Instituting support systems to enhance employee performance
Organisations should provide employees a congenial work environment that not only supports their work style but also helps them enhance their performance levels. Self-service tools for instance, can be integrated into corporate working to help telecommuting employees. Similarly, organisations should work on creating knowledge banks that can reduce information clutter and cut down on the time that employees spend on gathering useful data. A few techniques to boost employee performance:
Encourage informal collaboration across global locations
Organisations should provide a platform for employees to pursue their personal interests.

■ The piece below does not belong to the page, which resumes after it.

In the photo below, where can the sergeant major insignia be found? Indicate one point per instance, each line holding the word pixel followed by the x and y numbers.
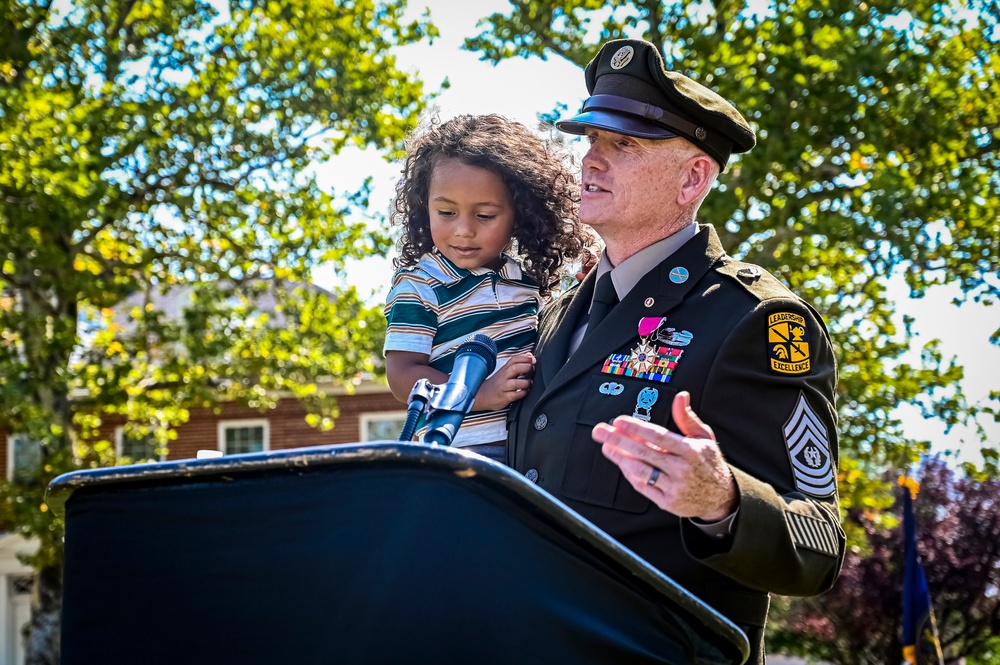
pixel 809 453
pixel 788 343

For this employees must be encouraged to form groups based on their common interest thereby giving them an opportunity to indulge in discussions, meetings and other creative activities to propagate their interests.
Emphasis on employee education
Providing constant inputs to employees through formal training programmes and education tools is important to keep the workforce motivated and updated. Such corporate initiatives can prove to be extremely beneficial in lending companies a sustainable competitive advantage. Research reveals that organisations investing heavily in employee education initiatives enjoy better economic gains than organisations that have a rather conservative training budget.
Institute effective employee performance review and feedback systems Organisations that have a formal performance review and feedback system are far more profitable than organisations that demonstrate a rather casual attitude towards performance reviews. Offering employees guidance and feedback at regular intervals is extremely important to ensure sustainable performance levels. Organisations that manage to successfully develop these seven core competencies are better equipped to face the challenges put forth by increased globalisation. However, leaders and managers have to bear in mind that while these competencies figure as separate entities, they cannot be nurtured in isolation. Therefore, an integrated approach to building these competencies is important for achieving the desired level of performance.